Futures traders have been unwinding some large bullish bets on Treasury bonds, adding to the recent upward pressure on US yields after a surprisingly strong jobs report last week.

Traders had built up substantial long positions in Treasury markets ahead of Thursday’s payrolls data, anticipating that a weak reading would bolster the case for lower rates.

But since those expectations were quickly confounded, the amount of risk held by futures traders — the open interest — has fallen rapidly over the past couple of sessions. The de-leveraging is putting a profit squeeze on Treasury bulls, with changes concentrated in futures tied to 5- and 10-year notes.

On Thursday, approximately $5 million per basis point of risk was liquidated on contracts tied to the 10-year note. This is roughly equivalent to traders offloading $7 billion of the 10-year Treasuries.

The market came under pressure again Tuesday, as demand for long-term sovereign debt across the globe waned amid concerns that governments are becoming overly reliant on long-dated bonds.

Big Liquidations Seen in US 10-Year Note Futures After Payrolls

“The strong NFP print drove the market to cut expectations of a July rate cut to zero with cheapening driven by long liquidation as recent longs came under pressure,” Citi strategist David Bieber wrote in a note.

He added, though, that tactical positioning in Treasuries “still remains extended long” with recent bullish bets now in the red. Data released Monday by the Commodity Futures Trading Commission showed a big jump in bullish positioning among asset managers in both 5- and 10-year note futures, which now sit at record-long levels.

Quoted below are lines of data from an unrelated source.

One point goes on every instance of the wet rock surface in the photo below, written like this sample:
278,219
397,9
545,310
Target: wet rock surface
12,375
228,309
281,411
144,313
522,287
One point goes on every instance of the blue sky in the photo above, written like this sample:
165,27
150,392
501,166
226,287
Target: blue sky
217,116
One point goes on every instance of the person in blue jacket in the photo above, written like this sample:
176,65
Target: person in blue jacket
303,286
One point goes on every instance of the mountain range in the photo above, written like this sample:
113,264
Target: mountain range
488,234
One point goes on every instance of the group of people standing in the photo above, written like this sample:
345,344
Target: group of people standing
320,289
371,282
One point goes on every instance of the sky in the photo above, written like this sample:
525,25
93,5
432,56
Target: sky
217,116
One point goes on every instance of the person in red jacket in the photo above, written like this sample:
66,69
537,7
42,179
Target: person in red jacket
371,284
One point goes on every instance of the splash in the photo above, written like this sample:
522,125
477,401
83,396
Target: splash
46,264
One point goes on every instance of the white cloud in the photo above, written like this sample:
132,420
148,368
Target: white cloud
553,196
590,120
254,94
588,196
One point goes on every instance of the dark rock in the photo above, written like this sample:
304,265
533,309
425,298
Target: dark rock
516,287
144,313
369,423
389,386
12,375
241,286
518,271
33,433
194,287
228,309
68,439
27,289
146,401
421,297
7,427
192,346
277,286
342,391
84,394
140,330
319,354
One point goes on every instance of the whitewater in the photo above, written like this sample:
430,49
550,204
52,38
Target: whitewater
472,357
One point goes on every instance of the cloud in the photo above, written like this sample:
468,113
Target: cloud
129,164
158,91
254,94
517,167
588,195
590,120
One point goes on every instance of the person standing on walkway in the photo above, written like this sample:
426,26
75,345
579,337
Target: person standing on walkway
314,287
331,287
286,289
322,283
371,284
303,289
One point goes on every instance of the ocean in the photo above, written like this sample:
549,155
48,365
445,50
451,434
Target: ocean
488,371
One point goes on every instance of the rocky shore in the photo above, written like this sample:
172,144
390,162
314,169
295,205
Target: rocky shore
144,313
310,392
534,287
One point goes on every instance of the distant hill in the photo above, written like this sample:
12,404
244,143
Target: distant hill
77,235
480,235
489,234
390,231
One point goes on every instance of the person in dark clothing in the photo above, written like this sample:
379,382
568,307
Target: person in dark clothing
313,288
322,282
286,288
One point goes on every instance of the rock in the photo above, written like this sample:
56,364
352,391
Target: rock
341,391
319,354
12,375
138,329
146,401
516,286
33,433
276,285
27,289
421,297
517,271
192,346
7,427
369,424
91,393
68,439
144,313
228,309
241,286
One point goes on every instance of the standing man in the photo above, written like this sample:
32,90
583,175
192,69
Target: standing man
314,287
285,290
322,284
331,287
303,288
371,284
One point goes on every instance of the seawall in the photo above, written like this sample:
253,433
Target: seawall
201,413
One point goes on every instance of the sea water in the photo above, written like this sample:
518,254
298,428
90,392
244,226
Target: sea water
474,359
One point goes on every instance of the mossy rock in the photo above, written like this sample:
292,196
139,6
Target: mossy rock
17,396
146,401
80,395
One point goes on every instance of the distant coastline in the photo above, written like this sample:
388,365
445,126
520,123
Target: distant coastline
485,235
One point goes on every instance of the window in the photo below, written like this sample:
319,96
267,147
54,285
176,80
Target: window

Asset Managers 5-, 10-Year Net US Futures Longs Hit Records: CFTC

The upcoming sales of $39 billion in 10-year notes and $22 billion of 30-year bonds on Wednesday and Thursday have the potential to further squeeze Treasury bulls concentrated in long-duration bets, especially if there are any signs of weak demand. Tuesday’s $58 billion 3-year note sale saw a solid reception.